We have six faculty members in the studio area (and four in art history). For the number of students on campus, this means beginning studio classes usually have 15-20 students, intermediate classes are 12-15 and advanced classes have no more than 10 students in them.
All are actively-exhibiting artists who have the professional experience to help students understand the larger culture and art world. The examples on our website are just the tip of the iceberg of work they have produced.
Our students have curiosity and intelligence fueled by their liberal arts background. They bring all this to the discipline of expressive visual and kinesthetic processing producing work that is full of variety and depth.
When Horvitz Hall opened its doors at the start of the fall semester in 2012, Kenyon art students and their professors gaped and marveled, then settled in and made themselves at home.

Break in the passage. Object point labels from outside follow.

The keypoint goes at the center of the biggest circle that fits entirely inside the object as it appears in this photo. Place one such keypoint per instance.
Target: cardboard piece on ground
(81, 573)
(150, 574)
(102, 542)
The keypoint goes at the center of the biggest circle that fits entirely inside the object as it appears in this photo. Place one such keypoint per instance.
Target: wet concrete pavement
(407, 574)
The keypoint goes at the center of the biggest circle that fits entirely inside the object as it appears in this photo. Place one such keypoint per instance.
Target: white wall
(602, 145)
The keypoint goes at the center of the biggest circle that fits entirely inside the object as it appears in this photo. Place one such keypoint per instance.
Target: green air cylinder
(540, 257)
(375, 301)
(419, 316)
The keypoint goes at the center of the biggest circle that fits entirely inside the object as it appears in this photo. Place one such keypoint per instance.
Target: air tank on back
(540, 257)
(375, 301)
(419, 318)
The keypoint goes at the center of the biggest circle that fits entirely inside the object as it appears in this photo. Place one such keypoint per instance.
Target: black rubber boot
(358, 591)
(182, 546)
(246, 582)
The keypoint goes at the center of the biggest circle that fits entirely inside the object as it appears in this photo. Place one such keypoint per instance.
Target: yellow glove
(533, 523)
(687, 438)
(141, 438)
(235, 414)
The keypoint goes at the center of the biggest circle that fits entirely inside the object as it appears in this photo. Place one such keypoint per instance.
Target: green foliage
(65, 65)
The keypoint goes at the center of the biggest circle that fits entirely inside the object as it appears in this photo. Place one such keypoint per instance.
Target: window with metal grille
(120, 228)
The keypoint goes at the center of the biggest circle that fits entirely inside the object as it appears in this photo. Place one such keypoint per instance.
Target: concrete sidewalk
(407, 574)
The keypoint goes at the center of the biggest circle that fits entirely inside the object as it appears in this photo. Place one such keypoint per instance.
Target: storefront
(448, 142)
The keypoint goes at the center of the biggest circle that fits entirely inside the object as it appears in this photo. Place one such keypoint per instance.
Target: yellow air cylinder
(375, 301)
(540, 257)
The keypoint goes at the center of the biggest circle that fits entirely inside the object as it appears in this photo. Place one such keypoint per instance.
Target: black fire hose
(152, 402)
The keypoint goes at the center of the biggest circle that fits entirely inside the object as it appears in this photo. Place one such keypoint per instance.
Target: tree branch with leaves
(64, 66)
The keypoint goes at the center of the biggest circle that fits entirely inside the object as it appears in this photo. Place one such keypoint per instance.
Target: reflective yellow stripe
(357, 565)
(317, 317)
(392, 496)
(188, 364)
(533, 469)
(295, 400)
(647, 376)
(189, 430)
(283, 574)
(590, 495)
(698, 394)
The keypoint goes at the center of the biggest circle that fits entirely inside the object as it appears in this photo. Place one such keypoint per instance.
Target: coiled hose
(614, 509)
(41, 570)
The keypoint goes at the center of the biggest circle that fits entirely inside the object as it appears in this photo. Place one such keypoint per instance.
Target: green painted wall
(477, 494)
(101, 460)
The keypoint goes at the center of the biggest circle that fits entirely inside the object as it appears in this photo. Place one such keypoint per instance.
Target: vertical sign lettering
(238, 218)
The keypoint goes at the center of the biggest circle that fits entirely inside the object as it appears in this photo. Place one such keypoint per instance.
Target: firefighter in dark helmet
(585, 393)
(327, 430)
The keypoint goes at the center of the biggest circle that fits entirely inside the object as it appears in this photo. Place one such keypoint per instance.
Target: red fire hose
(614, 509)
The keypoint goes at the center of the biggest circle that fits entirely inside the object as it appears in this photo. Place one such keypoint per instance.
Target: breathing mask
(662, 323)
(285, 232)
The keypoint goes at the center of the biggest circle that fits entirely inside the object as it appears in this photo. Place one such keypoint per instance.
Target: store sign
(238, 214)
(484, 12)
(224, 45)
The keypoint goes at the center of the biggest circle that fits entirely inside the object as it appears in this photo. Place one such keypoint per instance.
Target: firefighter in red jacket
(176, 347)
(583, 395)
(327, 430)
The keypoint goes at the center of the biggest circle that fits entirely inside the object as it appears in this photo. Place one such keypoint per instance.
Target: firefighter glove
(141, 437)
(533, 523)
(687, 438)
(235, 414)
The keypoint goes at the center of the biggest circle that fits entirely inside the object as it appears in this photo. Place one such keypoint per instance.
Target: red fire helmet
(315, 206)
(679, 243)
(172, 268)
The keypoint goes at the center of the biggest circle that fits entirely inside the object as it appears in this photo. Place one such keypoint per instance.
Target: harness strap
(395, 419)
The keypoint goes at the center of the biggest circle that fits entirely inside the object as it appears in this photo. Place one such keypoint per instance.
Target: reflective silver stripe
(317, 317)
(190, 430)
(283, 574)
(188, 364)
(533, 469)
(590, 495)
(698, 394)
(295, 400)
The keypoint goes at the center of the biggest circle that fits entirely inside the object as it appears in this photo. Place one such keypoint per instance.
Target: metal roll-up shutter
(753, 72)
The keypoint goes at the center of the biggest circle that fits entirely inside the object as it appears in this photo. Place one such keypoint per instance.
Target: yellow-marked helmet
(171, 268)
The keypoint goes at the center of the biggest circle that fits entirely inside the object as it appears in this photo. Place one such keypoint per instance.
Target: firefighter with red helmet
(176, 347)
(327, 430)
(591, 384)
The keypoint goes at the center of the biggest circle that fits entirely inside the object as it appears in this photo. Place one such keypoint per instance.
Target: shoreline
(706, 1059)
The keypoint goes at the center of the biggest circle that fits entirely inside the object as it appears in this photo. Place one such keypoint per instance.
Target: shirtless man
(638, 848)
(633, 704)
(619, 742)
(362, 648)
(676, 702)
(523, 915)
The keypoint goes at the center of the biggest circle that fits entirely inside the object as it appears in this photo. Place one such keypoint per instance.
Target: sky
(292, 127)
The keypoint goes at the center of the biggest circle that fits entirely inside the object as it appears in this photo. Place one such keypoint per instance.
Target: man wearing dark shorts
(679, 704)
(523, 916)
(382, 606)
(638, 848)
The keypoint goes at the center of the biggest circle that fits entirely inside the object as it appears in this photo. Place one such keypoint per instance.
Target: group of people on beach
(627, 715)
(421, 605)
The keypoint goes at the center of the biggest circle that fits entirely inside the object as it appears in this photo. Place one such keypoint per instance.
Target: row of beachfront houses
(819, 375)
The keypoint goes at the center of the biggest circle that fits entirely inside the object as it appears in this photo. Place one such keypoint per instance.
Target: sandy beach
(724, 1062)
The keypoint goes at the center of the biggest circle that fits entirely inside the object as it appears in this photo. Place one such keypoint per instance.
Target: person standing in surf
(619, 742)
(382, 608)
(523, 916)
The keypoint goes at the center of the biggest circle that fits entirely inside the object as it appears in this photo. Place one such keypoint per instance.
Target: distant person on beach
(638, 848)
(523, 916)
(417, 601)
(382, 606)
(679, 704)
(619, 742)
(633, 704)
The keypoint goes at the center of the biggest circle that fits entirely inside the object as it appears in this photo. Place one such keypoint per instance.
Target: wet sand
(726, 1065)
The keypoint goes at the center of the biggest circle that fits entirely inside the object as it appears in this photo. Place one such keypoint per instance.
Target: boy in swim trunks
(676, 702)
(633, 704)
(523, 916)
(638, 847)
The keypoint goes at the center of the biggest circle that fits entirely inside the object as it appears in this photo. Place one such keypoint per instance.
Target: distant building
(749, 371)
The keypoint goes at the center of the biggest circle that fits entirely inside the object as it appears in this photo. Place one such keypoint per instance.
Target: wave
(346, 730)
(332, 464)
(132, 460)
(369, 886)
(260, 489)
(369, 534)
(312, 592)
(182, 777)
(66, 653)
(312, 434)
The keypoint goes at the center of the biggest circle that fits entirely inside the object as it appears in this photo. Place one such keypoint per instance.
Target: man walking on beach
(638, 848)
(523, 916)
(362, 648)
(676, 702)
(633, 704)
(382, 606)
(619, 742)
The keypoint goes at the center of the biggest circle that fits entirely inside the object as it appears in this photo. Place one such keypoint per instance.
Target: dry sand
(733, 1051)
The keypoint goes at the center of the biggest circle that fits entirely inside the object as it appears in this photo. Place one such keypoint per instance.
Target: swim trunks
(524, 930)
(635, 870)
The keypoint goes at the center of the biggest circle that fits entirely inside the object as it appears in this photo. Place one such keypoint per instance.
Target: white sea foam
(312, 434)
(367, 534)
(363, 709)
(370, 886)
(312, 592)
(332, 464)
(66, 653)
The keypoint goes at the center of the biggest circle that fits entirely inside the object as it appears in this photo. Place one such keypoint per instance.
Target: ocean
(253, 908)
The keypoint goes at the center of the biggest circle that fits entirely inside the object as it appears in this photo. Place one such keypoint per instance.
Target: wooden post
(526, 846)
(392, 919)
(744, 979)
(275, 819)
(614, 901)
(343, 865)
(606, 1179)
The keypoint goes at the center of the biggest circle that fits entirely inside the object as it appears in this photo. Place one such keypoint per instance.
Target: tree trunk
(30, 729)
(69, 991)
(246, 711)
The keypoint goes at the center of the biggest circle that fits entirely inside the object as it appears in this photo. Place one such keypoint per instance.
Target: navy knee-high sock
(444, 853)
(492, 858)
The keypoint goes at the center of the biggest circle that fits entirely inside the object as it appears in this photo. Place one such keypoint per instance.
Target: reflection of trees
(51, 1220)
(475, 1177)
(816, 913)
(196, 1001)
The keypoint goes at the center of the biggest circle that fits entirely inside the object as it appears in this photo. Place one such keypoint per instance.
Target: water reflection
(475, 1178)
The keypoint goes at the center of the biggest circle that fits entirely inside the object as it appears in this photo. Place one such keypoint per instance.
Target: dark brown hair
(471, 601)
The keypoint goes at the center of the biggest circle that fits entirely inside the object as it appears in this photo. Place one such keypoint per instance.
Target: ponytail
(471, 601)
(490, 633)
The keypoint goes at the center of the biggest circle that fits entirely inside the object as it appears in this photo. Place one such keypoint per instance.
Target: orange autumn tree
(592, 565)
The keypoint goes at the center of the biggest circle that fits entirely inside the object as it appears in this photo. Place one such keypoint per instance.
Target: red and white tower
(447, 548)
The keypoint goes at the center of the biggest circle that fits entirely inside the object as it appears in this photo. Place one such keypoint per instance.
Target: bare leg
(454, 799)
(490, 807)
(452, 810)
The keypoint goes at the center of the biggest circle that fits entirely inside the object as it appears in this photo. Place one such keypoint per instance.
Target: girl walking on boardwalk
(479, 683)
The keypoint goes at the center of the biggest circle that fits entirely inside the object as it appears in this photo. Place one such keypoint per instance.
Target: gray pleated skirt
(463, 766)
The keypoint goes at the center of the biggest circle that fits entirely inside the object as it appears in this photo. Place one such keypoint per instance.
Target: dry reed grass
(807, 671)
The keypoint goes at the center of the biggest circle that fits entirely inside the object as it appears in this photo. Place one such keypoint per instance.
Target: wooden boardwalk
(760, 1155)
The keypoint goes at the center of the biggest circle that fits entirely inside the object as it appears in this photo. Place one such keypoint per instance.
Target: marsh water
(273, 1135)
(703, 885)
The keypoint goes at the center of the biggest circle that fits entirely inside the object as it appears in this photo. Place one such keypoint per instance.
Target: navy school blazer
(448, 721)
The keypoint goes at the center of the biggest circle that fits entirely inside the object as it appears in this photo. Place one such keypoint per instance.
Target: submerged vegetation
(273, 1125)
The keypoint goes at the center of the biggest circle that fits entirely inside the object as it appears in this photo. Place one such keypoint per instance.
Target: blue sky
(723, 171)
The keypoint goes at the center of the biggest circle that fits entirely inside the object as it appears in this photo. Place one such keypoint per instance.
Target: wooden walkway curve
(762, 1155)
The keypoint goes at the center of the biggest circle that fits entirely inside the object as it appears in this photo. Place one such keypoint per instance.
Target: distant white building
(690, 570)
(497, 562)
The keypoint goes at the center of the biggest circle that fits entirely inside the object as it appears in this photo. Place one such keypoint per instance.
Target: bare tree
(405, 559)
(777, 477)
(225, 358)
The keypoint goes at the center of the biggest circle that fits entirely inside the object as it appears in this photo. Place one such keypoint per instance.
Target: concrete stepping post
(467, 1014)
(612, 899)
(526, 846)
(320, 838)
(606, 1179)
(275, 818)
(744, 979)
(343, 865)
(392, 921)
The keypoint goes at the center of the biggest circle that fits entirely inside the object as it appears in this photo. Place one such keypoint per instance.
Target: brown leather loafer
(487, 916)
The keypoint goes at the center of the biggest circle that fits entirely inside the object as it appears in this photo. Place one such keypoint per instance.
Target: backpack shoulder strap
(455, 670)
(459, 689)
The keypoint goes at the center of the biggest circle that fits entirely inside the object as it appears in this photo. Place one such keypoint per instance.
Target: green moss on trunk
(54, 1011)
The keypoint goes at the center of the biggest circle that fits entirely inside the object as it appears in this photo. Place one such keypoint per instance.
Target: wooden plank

Now it's everyone else's turn to discover the superb studio-art facilities in the College's newest building. On three levels, Horvitz Hall has studios and classrooms for painting, drawing, printmaking, sculpture, photography, installation art, and digital art. Facilities range from a professional-quality lighting studio to an audio lab for video and animation projects. Expansive windows bring in the diffuse north light that artists prize. Exhibitions and receptions can be held in a lobby/gallery space inside the main entrance, and the lower-level sculpture area opens onto a spacious patio in the rear of the building.
You certainly don't have to be a major to get into art classes. The true liberal arts nature of Kenyon is at its best when those in creative writing, science, music, or other disciplines connect in an art class.
If you choose to major in Studio Art you will have a semi-private studio in your senior year to help you concentrate on your projects. This is unusual in an undergraduate liberal arts college.
All senior majors work on individual projects in whatever media they choose for a full year and learn to critique across media. This seminar also encourages an intellectual understanding of one's work in relationship to the wider contemporary art world.
As a senior major, you will have an exhibition of a cohesive body of work as part of the larger senior exhibition in the Gund Gallery. A short written and oral component add to the strength of this senior cumulative experience that our majors applaud as the most important event of their art education here. We consider it your first professional exhibition.